—Descríbeme lo que quieres —le pidió el hechicero a John Henry clavándole en sus ojos una mirada dilatada, de animal salvaje. Su inglés era rudo, afrancesado y despectivo.

—Lo quiero de vuelta —exclamó el capitán pirata por encima del estruendo de tambores. La secuencia rítmica repetida, cada vez más alto, cada vez más deprisa. Por qué, con qué derecho, gritó todavía más el mago. El bucanero, apretando los dientes y a punto de llevarse las manos a los oídos, llamó a uno de sus hombres, que se le acercó con un saco de tela y extrajo de él un gallo vivo de buen tamaño. El hechicero lo observó unos segundos antes de dar su aprobación y quitárselo de las manos para ponerlo al cuidado de uno de los suyos.

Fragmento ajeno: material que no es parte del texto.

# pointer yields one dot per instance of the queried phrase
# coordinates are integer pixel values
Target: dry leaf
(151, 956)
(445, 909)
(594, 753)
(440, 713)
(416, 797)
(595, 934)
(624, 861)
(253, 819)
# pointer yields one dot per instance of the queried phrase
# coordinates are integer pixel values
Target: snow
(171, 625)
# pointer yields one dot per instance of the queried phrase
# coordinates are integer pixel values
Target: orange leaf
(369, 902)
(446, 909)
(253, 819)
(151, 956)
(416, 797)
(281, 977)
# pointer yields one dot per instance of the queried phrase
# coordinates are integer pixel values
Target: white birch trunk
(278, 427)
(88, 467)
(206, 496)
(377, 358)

Después volvió los ojos al cielo y el capitán y su secuaz pudieron retirarse.

El ritual había comenzado. Los tambores cambiaron de cadencia y el hechicero vertió algún tipo de polvo sobre la hoguera. Un espectro de ascuas y chispas se elevó hacia la noche prácticamente huérfana de luna. Mientras el viejo empezaba a danzar y dar vueltas el coro de haitianos arrancaba a cantar una canción que a los piratas les pareció compuesta por el diablo. El hechicero, inmerso en una especie de trance, se acercó al capitán y a cada uno de sus hombres y les abrió las camisas para marcarles el pecho con el polvo blanco que acumulaba en sus manos. Regresó al centro del círculo golpeándose con fuerza a sí mismo en los hombros, en las piernas, en la cabeza. Tomó del altar un extraño recipiente de madera y bebió de él antes de obligar a sus seguidores y a los piratas a hacer lo mismo. Fuera lo que fuese, aquel líquido ardía, la comezón se llevó las gargantas de los marineros y casi al instante les arrebató la razón.

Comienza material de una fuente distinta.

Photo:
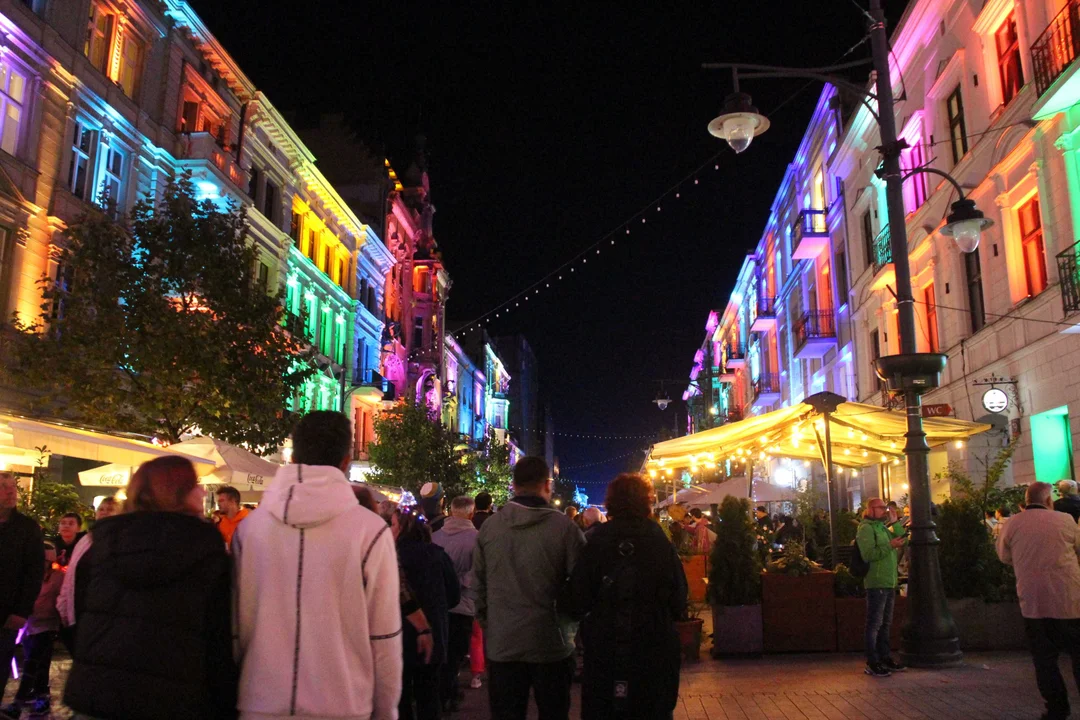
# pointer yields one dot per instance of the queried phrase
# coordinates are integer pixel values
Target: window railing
(766, 307)
(767, 383)
(1057, 46)
(1068, 272)
(815, 324)
(882, 248)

Un extraño éxtasis enajenó a los asistentes a la ceremonia. Empezaron a cantar al ritmo enfermizo de los tambores, aporreándose el pecho, gritando y llorando entre ellos. El hechicero abrió entonces el cofre que contenía las reliquias, las desenvolvió del paño y derramó sobre ellas la cera de una de las velas, cierta cantidad del líquido del recipiente, pétalos de colores y las imágenes de dos santos cristianos. A continuación, tomó el gallo de los brazos de su compañero, lo levantó a modo de ofrenda, quizá hacia alguno de sus loas o al todopoderoso Bondye, y con un rápido tajo acabó con su vida. Lo apretó boca abajo para que su sangre cayera sobre las exequias mientras su cántico y su danza tomaban un cariz aterrador.

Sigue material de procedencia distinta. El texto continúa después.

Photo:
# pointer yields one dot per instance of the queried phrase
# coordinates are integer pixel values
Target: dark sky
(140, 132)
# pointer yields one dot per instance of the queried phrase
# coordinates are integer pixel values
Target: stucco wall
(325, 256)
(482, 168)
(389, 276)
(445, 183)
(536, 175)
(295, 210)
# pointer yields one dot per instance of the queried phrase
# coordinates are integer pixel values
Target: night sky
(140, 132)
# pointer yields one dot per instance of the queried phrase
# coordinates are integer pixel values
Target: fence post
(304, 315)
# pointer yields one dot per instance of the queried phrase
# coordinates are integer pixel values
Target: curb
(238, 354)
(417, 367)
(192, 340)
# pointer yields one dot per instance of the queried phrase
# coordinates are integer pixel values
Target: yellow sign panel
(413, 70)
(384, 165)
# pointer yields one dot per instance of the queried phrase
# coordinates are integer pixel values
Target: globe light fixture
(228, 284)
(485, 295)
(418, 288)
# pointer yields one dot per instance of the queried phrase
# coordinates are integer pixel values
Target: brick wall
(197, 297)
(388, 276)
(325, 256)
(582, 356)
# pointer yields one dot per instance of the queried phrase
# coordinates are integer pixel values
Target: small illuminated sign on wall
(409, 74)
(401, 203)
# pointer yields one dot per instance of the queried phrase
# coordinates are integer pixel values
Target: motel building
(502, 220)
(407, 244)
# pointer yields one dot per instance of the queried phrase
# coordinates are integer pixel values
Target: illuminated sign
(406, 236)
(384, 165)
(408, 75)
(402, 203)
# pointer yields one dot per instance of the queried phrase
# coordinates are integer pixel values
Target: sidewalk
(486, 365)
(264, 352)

Los marineros se sentían fuera de su cuerpo, incapaces de recuperar su control más allá de los ritmos hipnóticos de la percusión. Un sutil humo gris empezó a brotar del interior del arcón y el hechicero elevó la mirada al cielo al tiempo que daba comienzo a una plegaria. El coro repetía a gritos sus palabras y el cofre empezó a sacudirse, a vibrar, mientras el brujo, con ojos en blanco, balbuceaba las oraciones como si alguien hablara por boca suya. Y entonces una flecha atravesó su cuello suspendiendo en el aire una vocal ahogada.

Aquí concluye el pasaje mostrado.